Markus Püll: „Wir müssen jetzt einen Neuanfang auf Bundesebene hinbekommen“
Bürgermeister Püll nennt die Lage „traurig: Wir müssen jetzt einen Neuanfang auf Bundesebene hinbekommen – aus der Regierung oder der Opposition.“ Landtagskandidat Heiko Hendriks ahnte länger schon, „dass dieser Wahlabend kein Triumphzug wird“. Der Abgang der Kanzlerin sei eine Zäsur gewesen, „und die Art und Weise, wie sie abgetreten ist, hat noch mal ihre Souveränität und Klasse gezeigt“.
Die Grünen
Rund 100 Menschen haben sich zur Wahlparty der Grünen im Restaurant „Ronja“ versammelt. Bundestagskandidatin Franziska Krumwiede-Steiner zeigt sich zunächst zuversichtlich: „Heute ist alles möglich. Ich hoffe, dass wir uns dieses Jahr verdoppeln werden – dann wären wir happy!“ Doch die erste Prognose für die Grünen liegt bei 14,5 Prozent. Stille statt Jubel. „Das reicht leider nicht für uns“, sagt Krumwiede-Steiner. Mit Platz 29 auf der Landesliste hat sie auf mindestens 17 Prozent gehofft, um in den Bundestag einzuziehen.

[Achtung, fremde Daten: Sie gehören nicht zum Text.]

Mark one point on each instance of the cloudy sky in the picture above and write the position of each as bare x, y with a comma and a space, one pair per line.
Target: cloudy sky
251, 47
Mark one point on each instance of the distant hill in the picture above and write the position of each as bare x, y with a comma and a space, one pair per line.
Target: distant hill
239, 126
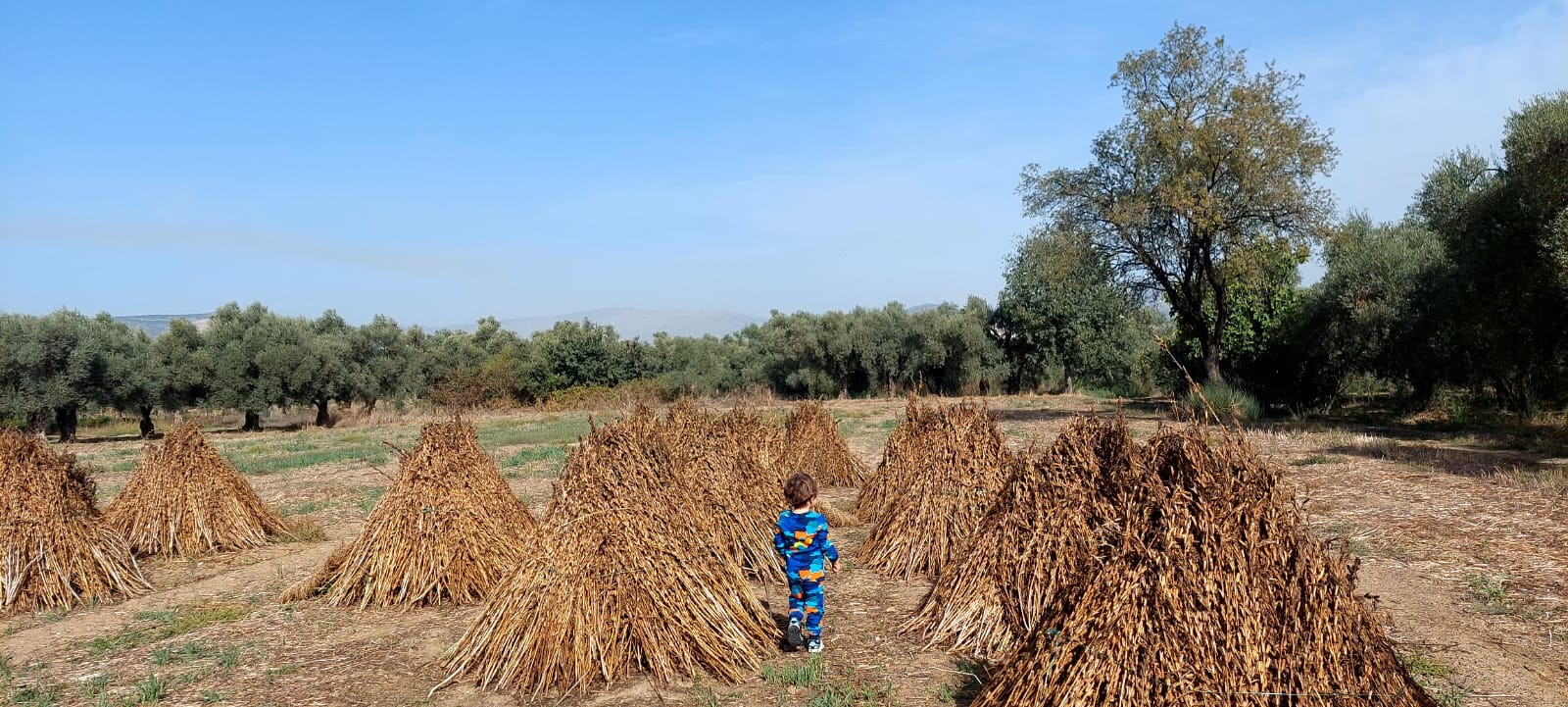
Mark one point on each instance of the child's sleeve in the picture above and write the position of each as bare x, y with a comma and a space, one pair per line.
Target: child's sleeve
828, 549
780, 542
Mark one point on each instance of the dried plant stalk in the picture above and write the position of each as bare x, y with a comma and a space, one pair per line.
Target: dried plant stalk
940, 474
185, 499
55, 550
812, 444
637, 563
1214, 591
1034, 547
447, 530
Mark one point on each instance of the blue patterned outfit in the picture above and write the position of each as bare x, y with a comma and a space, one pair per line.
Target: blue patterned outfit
804, 541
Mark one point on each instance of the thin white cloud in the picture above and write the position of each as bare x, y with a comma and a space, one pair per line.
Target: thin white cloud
237, 241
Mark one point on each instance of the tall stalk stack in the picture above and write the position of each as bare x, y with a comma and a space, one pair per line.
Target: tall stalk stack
185, 499
446, 531
941, 471
1034, 547
634, 570
814, 445
1212, 591
54, 547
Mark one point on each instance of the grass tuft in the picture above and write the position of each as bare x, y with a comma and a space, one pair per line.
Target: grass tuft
802, 675
167, 625
151, 690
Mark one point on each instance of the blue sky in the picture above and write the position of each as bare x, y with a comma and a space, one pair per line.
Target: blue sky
438, 162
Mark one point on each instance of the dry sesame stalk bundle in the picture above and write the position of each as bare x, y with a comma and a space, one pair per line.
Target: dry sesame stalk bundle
447, 530
941, 471
54, 547
185, 499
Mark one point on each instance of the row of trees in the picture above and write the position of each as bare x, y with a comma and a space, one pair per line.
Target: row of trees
1188, 227
1206, 198
253, 359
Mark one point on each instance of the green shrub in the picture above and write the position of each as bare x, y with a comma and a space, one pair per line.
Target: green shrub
1231, 403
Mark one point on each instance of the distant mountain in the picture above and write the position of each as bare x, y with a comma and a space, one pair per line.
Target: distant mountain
642, 324
157, 324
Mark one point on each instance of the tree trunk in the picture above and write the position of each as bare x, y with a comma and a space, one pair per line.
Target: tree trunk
38, 421
1211, 361
67, 422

Auch Vorstandssprecherin Kathrin-Rosa Rose zeigt sich verhalten: „Wir hätten mehr erwartet. Trotzdem: Das Ergebnis ist immer noch deutlich höher als bei der letzten Wahl.“ Damals erreichten die Grünen auf Bundesebene 8,9 Prozent. Mit einem Rest Hoffnung blicken alle auf die ersten Hochrechnungen – am Ergebnis ändert es nicht mehr viel. Auch für ein Direktmandat reichen die Erstwählerstimmen mit 14,9 Prozent im Wahlbezirk Mülheim-Essen I nicht aus. Es bleibt still im Ronja. „Ich bin sehr enttäuscht. Wir haben uns einfach mehr erhofft“, so Krumwiede-Steiner. Dennoch bleibe ihre Devise: „Krönchen richten und weitergehen.“
„Nach dem Wahlkampf ist vor dem Wahlkampf“, so Fabian Jaskolla
Bei ihrer Dankesrede erntet sie lauten Applaus. Man merkt: Hier gibt keiner auf. „Nach dem Wahlkampf ist vor dem Wahlkampf“, so Vorstandssprecher Fabian Jaskolla. Kathrin-Rosa Rose zu Krumwiede-Steiner: „Das Ergebnis hat nichts mit dir zu tun – du hast gerockt und so viele Herzen im Sturm erobert.“ Als die Gäste heimgehen, nehmen sie Krumwiede-Steiners Willkommensworte mit: „Egal, was heute passiert – wir sind und bleiben der Aufbruch.“
Die FDP
Auch die FDP musste im Vergleich zur Bundestagswahl vor vier Jahren Verluste hinnehmen; der Ärger im Lager von Mülheims Liberalen hält sich aber in Grenzen. Die 11,6 Prozent sind immer noch eines der besten Ergebnisse im Ruhrgebiet. „Das kann man dann auch nicht schlecht reden“, findet Mülheims Parteichef Christian Mangen. Er ist glücklich, „dass wir hier vor der AfD liegen“.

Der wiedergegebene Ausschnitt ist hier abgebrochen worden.